If you do not understand the parameters, stick to the defaults.

Note

The parameters for the Functional Annotation Clustering tool and Functional Classification Tool are the same. These tools apply the same methods and concepts for clustering.

Functional Annotation Table

Provides a gene-centric view which lists the genes and their associated annotation terms... -- DAVID help documents

Functional Annotation Table Combined

Gene Functional Classification Result

The Functional Classification Tool provides a rapid means to organize large lists of genes into functionally related groups to help unravel the biological content captured by high throughput technologies. - DAVID documentation - Functional Classification

Genes are grouped on the basis of shared annotation terms. Similar to the Functional Annotation Clustering tool, this tool uses the kappa statistics and fuzzy heuristic clustering algorithm. "The fuzziness feature of the agglomeration method allows a gene or term to participate in more than one functional group, better reflecting the true 'multiple-roles' nature of genes" (Huang et al. 2007)

Tools are available to investigate consensus terms, enriched terms, and gene-to-term relationships.

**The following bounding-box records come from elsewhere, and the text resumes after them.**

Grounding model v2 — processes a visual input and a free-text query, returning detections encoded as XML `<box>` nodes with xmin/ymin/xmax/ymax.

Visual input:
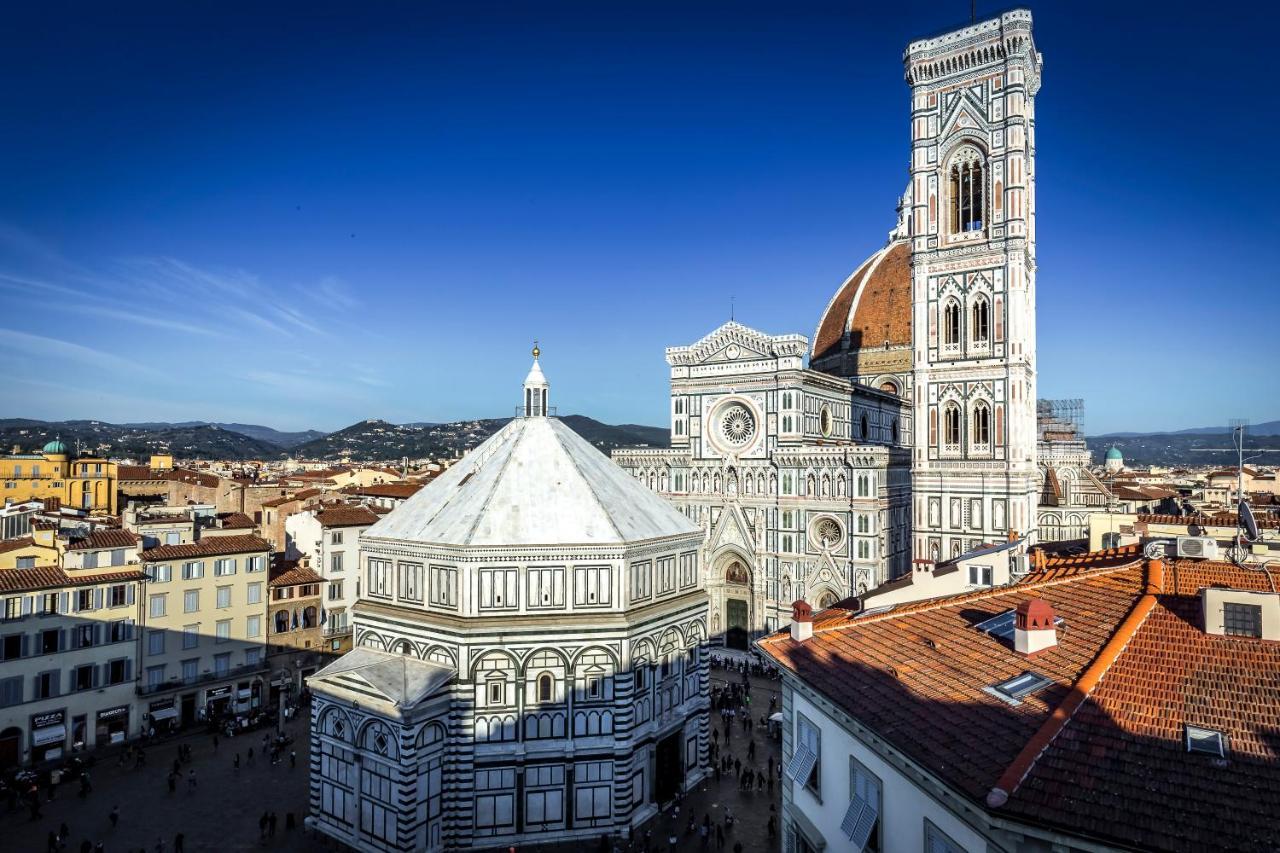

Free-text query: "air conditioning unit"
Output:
<box><xmin>1178</xmin><ymin>537</ymin><xmax>1217</xmax><ymax>560</ymax></box>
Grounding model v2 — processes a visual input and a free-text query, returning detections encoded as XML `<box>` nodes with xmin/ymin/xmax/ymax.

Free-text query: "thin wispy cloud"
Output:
<box><xmin>0</xmin><ymin>328</ymin><xmax>156</xmax><ymax>375</ymax></box>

Gene Functional Classification vs. Functional Annotation Clustering:

These are related methods. Gene Functional Classification identifies groups of genes sharing similar biological terms, while Functional Annoation Clustering identifies groups of terms sharing similar genes.

DAVID Orthology

The DAVID Orthology tool is a new tool that allows a user to convert a gene list between species.

DAVID Ortholog can convert a gene list from the species under study to a list of orthologs in a targeted species using OMA and Ensembl ortholog pair information. The ortholog lists converted from lesser to better studied species will provide more annotation information thereby helping the user to further understand the gene list under study. - Sherman et al. 2024

The converted gene list can then be used directly with DAVID functional enrichment tools.